Kisspeptin-10 and Vascular Biology
KISS1R (GPR54) is expressed in vascular endothelial and smooth muscle cells, with kisspeptin signalling mediating vasoconstrictor effects at pharmacological doses via Gαq/PLC/IP3/Ca²+ elevation in VSMCs. However, at lower physiological concentrations, kisspeptin-10 activates eNOS in endothelial cells (eNOS Ser1177 +1.4–1.8-fold, 10 nM KP-10, 30 min) — a potential vasodilatory counterbalance. Research applications in cardiovascular risk: (1) endothelial KISS1R in atherosclerosis — KISS1R expression inversely correlates with human carotid plaque vulnerability (low KISS1R in fibrous cap, high in stable plaques) in transcriptomic datasets, suggesting a protective role; (2) KP-10 in HFD metabolic syndrome: visceral adipose KISS1R mRNA −38–46% (receptor downregulation associated with cardiovascular risk); (3) placental KISS1 as an anti-angiogenic (anti-metastatic) signal that may have cardiovascular secondary effects — KISS1 suppresses MMP-9/invasion. Research protocols require careful dose ranging to distinguish pharmacological (vasoconstrictor) from physiological (eNOS-activating) responses.

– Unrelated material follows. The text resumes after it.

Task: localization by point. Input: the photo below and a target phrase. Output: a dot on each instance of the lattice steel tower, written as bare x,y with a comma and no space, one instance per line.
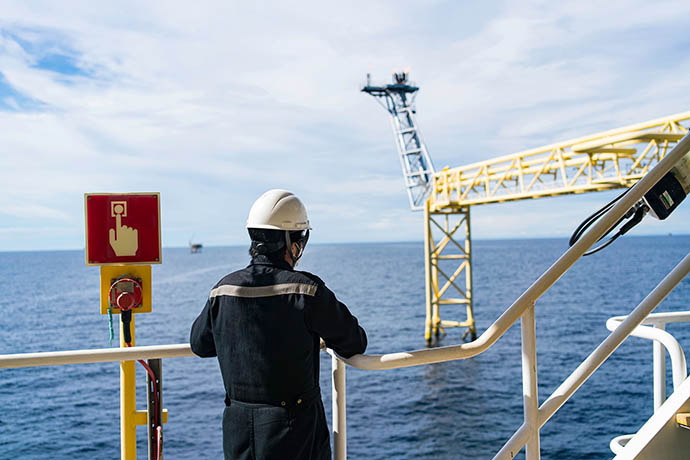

Cardiovascular Risk Research Protocol Framework
Cardiovascular risk research models must distinguish between atherosclerosis/lipid biology models (ApoE−/−; LDLR−/−; Western diet; HFD), cardiac injury models (LAD ligation MI; I/R; TAC pressure overload for HFP; doxorubicin cardiotoxicity), and endothelial dysfunction models (HFD/hyperglycaemia HAEC/HUVEC in vitro; carotid balloon injury; FeCl₃ thrombosis). Key cardiovascular endpoints: echocardiography (EF, LVESV, LVEDV, E/e’ for diastolic function); invasive haemodynamics (LVEDP, ±dP/dt); histomorphometry (infarct %, fibrosis Sirius Red, hypertrophy by myocyte cross-section); biomarkers (troponin I/T ELISA, BNP/ANP, CK-MB); plaque analysis (Oil Red O, Masson trichrome, Mac-3, MMP-9 IHC); endothelial function (wire myography dose-response acetylcholine/SNP; en face immunofluorescence; TEER/permeability); metabolic risk markers (lipid profile, insulin, HOMA-IR, adipokines). All RUO peptide compounds should be characterised with dose-response (typically 3–5 doses spanning 0.01–100 µg/kg), route (i.v./i.p./s.c.), and mechanistic inhibitor controls (L-NAME for eNOS; rapamycin for mTOR; compound C for AMPK; GdCl₃ for macrophage depletion).